Jefferson taught that democracy cannot survive without educated citizens. He knew that a People who forget its history is condemned to repeat the mistakes of the past. The battle between Americans like Jefferson who wanted a nation of free people and those who refused to abandon the notion that a few privileged individuals had a divine right to rule over the many has been going on since the founding of the nation. We are at a time in history when we must finally finish the Revolution born in the blood shed by those who gave their lives for the freedom of all people, including generations of men and women around the world yet unborn.
If we are to ensure that the last, best hope for Mankind does not perish from the Earth then we must put aside the artificial distinctions that divide us and work together to end control of the government by special interests. That means that we must decide what it is that we can all agree is the minimum expectation of those seeking our votes in 2012 and beyond. In my view, that is their pledge to support a constitutional amendment to end the ability of wealthy and powerful special interests to control the electoral process.

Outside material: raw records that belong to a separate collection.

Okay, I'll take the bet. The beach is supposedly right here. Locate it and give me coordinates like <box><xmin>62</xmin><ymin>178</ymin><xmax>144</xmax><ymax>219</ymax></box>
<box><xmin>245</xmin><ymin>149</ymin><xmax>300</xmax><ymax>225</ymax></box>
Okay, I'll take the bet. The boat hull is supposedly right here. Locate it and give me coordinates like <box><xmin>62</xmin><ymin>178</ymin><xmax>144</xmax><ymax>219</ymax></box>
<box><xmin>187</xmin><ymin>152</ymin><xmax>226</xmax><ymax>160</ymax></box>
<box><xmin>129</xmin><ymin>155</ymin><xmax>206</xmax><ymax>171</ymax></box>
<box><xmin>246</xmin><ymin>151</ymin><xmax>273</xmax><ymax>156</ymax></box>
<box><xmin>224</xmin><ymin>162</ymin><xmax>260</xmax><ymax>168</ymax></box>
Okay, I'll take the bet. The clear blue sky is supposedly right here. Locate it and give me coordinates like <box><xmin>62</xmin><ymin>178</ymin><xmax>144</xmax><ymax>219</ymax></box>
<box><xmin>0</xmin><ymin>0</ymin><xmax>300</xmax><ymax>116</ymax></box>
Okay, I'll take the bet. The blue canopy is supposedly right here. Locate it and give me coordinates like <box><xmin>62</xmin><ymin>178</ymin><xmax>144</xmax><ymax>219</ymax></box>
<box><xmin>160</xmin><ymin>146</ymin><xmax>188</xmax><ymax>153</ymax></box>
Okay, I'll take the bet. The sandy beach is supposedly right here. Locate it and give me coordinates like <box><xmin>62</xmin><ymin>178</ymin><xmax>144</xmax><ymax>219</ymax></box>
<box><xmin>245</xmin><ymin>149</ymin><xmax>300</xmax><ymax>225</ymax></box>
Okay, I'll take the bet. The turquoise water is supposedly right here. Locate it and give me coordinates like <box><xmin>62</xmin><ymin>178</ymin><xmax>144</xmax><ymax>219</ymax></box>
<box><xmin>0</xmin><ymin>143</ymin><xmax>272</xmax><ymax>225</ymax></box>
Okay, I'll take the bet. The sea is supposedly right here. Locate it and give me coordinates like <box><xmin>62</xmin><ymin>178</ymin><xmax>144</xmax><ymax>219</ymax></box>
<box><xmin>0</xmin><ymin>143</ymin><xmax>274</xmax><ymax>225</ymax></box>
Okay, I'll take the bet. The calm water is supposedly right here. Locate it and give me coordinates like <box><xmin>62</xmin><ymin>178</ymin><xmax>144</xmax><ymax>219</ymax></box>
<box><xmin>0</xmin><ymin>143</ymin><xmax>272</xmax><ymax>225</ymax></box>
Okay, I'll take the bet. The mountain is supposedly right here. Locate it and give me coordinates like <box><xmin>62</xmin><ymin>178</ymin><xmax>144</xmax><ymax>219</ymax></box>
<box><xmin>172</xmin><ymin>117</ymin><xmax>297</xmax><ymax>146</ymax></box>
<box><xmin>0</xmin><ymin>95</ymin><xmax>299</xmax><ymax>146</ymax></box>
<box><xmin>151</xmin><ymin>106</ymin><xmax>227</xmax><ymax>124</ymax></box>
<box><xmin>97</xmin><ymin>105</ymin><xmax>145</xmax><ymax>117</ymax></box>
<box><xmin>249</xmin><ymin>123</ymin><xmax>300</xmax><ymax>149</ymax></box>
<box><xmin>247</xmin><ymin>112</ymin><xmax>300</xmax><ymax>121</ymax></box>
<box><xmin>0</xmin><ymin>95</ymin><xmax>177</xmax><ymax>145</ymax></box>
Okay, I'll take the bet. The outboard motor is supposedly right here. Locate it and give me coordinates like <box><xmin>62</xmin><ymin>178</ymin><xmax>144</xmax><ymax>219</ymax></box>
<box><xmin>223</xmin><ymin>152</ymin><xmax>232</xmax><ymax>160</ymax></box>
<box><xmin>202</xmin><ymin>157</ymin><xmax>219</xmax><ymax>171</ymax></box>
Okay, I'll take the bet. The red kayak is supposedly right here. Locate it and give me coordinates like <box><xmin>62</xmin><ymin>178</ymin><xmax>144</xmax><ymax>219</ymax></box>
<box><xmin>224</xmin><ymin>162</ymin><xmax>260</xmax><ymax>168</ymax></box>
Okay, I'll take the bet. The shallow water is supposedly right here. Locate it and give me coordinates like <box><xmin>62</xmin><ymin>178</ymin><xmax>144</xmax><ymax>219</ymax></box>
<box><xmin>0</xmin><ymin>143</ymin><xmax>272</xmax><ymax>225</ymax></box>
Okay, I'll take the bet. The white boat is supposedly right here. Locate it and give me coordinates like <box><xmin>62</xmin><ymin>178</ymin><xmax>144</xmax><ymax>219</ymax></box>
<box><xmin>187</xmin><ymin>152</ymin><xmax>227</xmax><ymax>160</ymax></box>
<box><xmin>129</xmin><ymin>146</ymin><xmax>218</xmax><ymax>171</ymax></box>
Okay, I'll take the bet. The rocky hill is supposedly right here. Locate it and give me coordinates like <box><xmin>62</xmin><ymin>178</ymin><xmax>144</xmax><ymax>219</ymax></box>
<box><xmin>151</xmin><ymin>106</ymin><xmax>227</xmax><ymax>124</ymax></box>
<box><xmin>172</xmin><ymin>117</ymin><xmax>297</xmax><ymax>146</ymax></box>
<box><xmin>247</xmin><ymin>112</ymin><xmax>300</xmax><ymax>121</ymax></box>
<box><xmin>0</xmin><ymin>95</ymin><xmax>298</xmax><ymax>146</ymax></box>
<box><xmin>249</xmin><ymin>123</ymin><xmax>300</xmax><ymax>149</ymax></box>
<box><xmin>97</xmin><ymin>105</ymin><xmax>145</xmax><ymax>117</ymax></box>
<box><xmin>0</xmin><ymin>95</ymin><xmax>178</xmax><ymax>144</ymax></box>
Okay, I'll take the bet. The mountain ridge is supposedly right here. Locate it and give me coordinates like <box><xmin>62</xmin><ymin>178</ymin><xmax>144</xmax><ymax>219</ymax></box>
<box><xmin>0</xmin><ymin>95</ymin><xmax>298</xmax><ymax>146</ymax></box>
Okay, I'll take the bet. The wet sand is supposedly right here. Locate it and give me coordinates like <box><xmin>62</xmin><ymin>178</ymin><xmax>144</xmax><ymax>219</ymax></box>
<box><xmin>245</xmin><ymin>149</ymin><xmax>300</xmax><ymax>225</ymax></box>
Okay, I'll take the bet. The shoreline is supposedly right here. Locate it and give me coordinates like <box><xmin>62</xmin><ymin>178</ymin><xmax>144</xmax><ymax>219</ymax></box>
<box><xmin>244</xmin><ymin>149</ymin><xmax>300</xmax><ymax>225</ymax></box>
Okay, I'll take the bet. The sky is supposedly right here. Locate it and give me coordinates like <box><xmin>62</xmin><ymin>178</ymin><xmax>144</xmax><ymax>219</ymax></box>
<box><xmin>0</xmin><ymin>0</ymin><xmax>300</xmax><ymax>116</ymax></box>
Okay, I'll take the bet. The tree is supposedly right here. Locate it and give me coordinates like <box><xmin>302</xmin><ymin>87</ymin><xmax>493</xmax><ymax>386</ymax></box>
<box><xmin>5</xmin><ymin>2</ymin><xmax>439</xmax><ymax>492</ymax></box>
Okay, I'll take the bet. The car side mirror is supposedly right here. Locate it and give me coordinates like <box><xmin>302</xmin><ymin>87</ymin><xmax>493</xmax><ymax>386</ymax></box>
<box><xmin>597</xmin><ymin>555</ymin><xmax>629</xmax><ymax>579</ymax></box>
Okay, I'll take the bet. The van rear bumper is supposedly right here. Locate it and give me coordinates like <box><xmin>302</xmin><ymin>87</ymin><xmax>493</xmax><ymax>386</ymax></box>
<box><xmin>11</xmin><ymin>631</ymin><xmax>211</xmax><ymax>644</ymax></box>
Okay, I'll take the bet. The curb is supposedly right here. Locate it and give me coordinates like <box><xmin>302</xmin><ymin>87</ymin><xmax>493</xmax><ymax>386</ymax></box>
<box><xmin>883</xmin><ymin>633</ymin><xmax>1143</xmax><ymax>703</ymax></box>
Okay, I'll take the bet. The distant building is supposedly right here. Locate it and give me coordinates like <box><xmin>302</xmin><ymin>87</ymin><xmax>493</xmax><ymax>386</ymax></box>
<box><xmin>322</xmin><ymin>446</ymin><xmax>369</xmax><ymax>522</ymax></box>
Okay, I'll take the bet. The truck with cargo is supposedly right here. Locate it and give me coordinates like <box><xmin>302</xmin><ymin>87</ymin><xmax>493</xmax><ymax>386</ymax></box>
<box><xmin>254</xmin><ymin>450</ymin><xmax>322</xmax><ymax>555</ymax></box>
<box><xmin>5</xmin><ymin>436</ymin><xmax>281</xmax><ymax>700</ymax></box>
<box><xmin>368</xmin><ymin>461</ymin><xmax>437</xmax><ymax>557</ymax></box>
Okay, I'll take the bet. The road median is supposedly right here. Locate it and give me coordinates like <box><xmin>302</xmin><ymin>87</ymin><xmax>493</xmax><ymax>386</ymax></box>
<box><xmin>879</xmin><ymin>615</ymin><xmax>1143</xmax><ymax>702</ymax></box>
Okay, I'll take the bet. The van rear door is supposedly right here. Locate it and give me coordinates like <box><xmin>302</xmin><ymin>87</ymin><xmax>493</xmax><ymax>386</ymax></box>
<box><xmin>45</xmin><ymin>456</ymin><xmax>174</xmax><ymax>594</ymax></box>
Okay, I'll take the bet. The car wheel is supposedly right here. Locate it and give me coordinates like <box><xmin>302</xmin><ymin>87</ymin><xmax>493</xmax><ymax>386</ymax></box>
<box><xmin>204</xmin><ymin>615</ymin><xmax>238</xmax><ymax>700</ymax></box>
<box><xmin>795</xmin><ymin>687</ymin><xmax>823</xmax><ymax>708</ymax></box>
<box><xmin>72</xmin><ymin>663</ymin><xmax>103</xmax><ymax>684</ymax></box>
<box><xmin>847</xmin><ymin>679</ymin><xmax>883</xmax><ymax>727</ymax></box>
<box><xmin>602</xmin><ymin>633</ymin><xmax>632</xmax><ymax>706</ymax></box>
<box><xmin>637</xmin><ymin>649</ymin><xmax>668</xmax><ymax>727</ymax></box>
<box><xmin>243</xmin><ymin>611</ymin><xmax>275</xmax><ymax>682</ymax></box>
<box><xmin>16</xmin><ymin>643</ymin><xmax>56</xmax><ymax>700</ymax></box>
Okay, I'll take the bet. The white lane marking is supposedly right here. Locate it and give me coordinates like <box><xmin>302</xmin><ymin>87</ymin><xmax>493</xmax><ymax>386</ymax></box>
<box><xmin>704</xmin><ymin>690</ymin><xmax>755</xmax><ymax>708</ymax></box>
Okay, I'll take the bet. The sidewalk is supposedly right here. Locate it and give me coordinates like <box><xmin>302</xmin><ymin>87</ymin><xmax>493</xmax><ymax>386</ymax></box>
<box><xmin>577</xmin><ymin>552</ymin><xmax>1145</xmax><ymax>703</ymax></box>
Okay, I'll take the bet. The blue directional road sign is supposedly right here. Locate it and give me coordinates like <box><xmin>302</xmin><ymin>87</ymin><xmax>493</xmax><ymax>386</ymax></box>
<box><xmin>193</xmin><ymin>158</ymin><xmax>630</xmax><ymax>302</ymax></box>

This is a collective, nonpartisan cause that will require us to reject the fallacy that the unique characteristic that makes one an American is the individual freedom to do as one pleases with no regard to the effect of our actions on others. The true character of those who founded our nation was defined by their willingness to put their lives and sacred honor on the line for the sake of ensuring liberty and justice for all people around the Earth forever.
OUR GOAL: The eradication of war by restoring democracy in America.
OUR MISSION: To challenge the US Congress to put the needs of the people above those of their plutocratic sponsors. We can only establish democracy in America and the world by working together to abolish the "rights" of corporations and those who control them to determine the collective destiny of the Peoples of the United States and of the world.
THE PROBLEM: is not that the American government does not work. It works fine for those who own it, just not for the people of America. It is corporate control of Congress that permits the enslavement of Peoples of other nations and ultimately, Americans as well.
Now that the global economic elite are bringing their tools of subjugation to the United States, we must fight back together to ensure that the hope of government of the People, by the People and for the People does not perish from the Earth.
Together, we can mend the social fabric of a broken nation and assure liberty and justice for all the Peoples of the planet we share.
War and lack of health care are symptoms of the same disease: corporate control of the US government. That is why we must take back America for the people by working to pass a Constitutional amendment to get corporate money out of elections and abolish corporate personhood. This is the essential first step to creating true representative government.
Until Americans learn to fight their common enemy instead of each other, there is no reason to expect real change. We must put aside our differences to fight the imposition of a corporate New World Order if we are going to ensure that our children grow up in a rational, sustainable world where war is but a memory.